Photo credit: Women's March on Washington Facebook Page
The massive turnout and passion of millions of women and men marching on Washington and marching in solidarity in their own communities throughout the country creates real hope among conscientious Americans that democracy is strong enough to survive even the potentially disastrous presidency of Donald Trump. The organized resistance already has brushed aside the nonsensical cliché that the patriotic duty of every American is to come together after hard-fought political battles and unite behind their president by joining hands and working together for the good of their country.
We saw something like that in a Coke commercial once where the whole world shared a refreshing soft drink. But that’s not the real world after a majority of Americans rejected a dangerous presidential demagogue by nearly 3 million votes because they considered him unfit for public office, and it bears absolutely no resemblance to the unpatriotic, racist reaction of the losing Republican Party after two overwhelming election victories by Barack Obama, the nation’s first African American president.
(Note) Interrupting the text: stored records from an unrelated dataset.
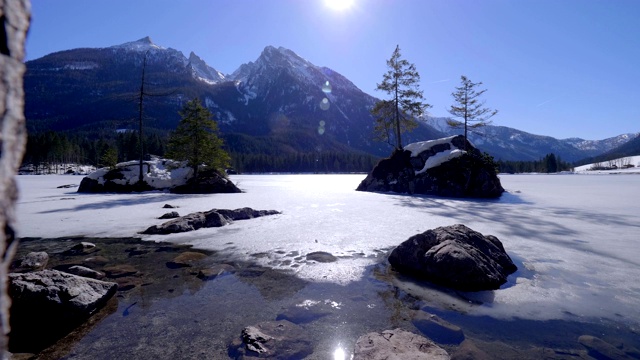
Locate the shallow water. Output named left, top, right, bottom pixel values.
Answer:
left=12, top=175, right=640, bottom=359
left=10, top=238, right=640, bottom=360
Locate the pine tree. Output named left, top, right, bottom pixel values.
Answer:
left=167, top=99, right=230, bottom=178
left=447, top=75, right=498, bottom=149
left=371, top=46, right=431, bottom=150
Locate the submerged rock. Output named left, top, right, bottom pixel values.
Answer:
left=357, top=135, right=504, bottom=198
left=230, top=320, right=313, bottom=360
left=389, top=224, right=517, bottom=291
left=411, top=311, right=464, bottom=345
left=353, top=329, right=450, bottom=360
left=14, top=251, right=49, bottom=272
left=9, top=270, right=118, bottom=351
left=142, top=208, right=280, bottom=235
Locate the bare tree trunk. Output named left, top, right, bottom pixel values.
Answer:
left=0, top=0, right=31, bottom=359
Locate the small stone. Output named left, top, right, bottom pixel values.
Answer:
left=16, top=251, right=49, bottom=272
left=82, top=256, right=109, bottom=266
left=64, top=265, right=104, bottom=280
left=158, top=211, right=180, bottom=219
left=196, top=264, right=235, bottom=281
left=167, top=251, right=207, bottom=269
left=353, top=329, right=450, bottom=360
left=104, top=264, right=138, bottom=279
left=412, top=311, right=464, bottom=344
left=231, top=320, right=313, bottom=359
left=64, top=241, right=97, bottom=255
left=307, top=251, right=338, bottom=263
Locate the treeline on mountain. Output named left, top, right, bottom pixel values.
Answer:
left=574, top=135, right=640, bottom=166
left=496, top=153, right=573, bottom=174
left=23, top=129, right=378, bottom=173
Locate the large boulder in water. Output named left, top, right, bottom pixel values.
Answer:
left=357, top=135, right=504, bottom=198
left=78, top=157, right=241, bottom=194
left=389, top=224, right=518, bottom=291
left=8, top=270, right=118, bottom=352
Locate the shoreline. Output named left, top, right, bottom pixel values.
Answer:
left=11, top=237, right=640, bottom=359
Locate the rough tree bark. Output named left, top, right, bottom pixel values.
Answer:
left=0, top=0, right=31, bottom=359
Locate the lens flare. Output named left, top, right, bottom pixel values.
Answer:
left=324, top=0, right=355, bottom=11
left=320, top=98, right=331, bottom=111
left=322, top=80, right=331, bottom=94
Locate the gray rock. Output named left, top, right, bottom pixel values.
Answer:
left=9, top=270, right=118, bottom=321
left=353, top=329, right=450, bottom=360
left=357, top=135, right=504, bottom=198
left=9, top=270, right=117, bottom=352
left=16, top=251, right=49, bottom=272
left=64, top=265, right=104, bottom=280
left=231, top=320, right=313, bottom=360
left=64, top=241, right=98, bottom=255
left=411, top=311, right=464, bottom=345
left=307, top=251, right=338, bottom=263
left=389, top=224, right=517, bottom=291
left=167, top=251, right=207, bottom=269
left=103, top=264, right=138, bottom=279
left=142, top=208, right=280, bottom=235
left=196, top=264, right=236, bottom=281
left=170, top=170, right=242, bottom=194
left=158, top=211, right=180, bottom=219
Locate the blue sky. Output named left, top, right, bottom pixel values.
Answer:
left=27, top=0, right=640, bottom=139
President Obama took office during the second-worst national economic disaster ever created by a Republican president. It was a time when all Americans desperately needed both parties to work together to help their country recover. Instead, Republican opposition slowed down and attempted to block every single Obama recovery effort on the reprehensible political theory that prolonging the economic misery of American workers would make it easier for Republicans to succeed him. Which, sad to say, worked.
But there’s absolutely no comparison between organizing resistance to Trump’s vicious un-American policies and the unpatriotic, anti-Obama Republican obstructionism eight years ago. In many ways, the two moments in American history are exact mirror opposites; it’s the difference between Republicans promoting bigotry and progressives battling it. Republican opposition to Obama as president was fed by the racist backlash of tea party Republicans who were shocked an African American president was elected in their lifetimes. Many of us didn’t expect Trump’s election either, but it stemmed from a positive view of American democracy, not a negative one.
|
Contrary to Trump’s dark, inaugural horror story of “American carnage” with “rusted out factories scattered like tombstones across the landscape,” Obama already has mostly reversed the economic apocalypse he inherited from George W. Bush. When Obama assumed the presidency in January 2009, the monthly loss of 818,000 jobs was the height of the so-called Great Recession, and the unemployment rate was 7.8%.
Without Republicans lifting a finger to help, Obama left Trump one of the greatest economic recoveries in modern history. The U.S. created 156,000 jobs in December—the 75th straight month of job growth and the longest extended streak of employment growth since 1939—with an unemployment rate of 4.7%.
Fear Stoked by Trump’s ‘Alternative Facts’
With the recovery continuing, where’s all that “American carnage” coming from? It’s mostly fear stoked by Trump’s “alternative facts,” otherwise known as outright lies, that the economy’s still in free fall, murdering and raping immigrants are on the rampage and Obamacare is bankrupting America—when it’s actually providing 20 million Americans with previously unaffordable health care and cutting cost increases in half. Trump makes up continuing disasters to justify his inflammatory proposals to destroy America’s fundamental principle of equal treatment under the law regardless of race, religion or gender.
Then there’s this little inaugural declaration: “From this day forward, a new vision will govern our land. From this day forward, it’s going to be only America First! America First!” By that, of course, Trump meant white America. But “America First” also were code words. The America First Committee opposed U.S. entry into the war against Nazi Germany. In 1941, its spokesman, hero aviator Charles Lindbergh (who’d been honored by Adolf Hitler in Germany) gave a famous speech attacking Jews in control of the news media, radio and movie industries for promoting the war. Perhaps Trump’s neo-Nazi supporters have created a drinking game where they drink a shot every time their American president verbally returns their stiff-arm salutes in public.
It makes sense that women led the passionate demonstrations over the weekend to uphold American values. They’re under immediate threat of a U.S. Supreme Court reshaped by Trump to eliminate their constitutional right to make their own health care decisions regarding childbirth and, who knows with extremists, possibly even access to contraception.
The majority of men and women, Democrat and Republican, believe in America’s fundamental constitutional values. The shock of Trump has them joining the resistance now to fight for America over the next four years. The next vote will be the 2018 midterm elections—the first, positive opportunity for our democracy to restore rational checks and balances to our government.
Who knows? In four years, working people might even have an opportunity to elect a real populist president instead of a pretend populist billionaire whose Cabinet of fellow billionaires never met a working man or woman they didn’t try to exploit.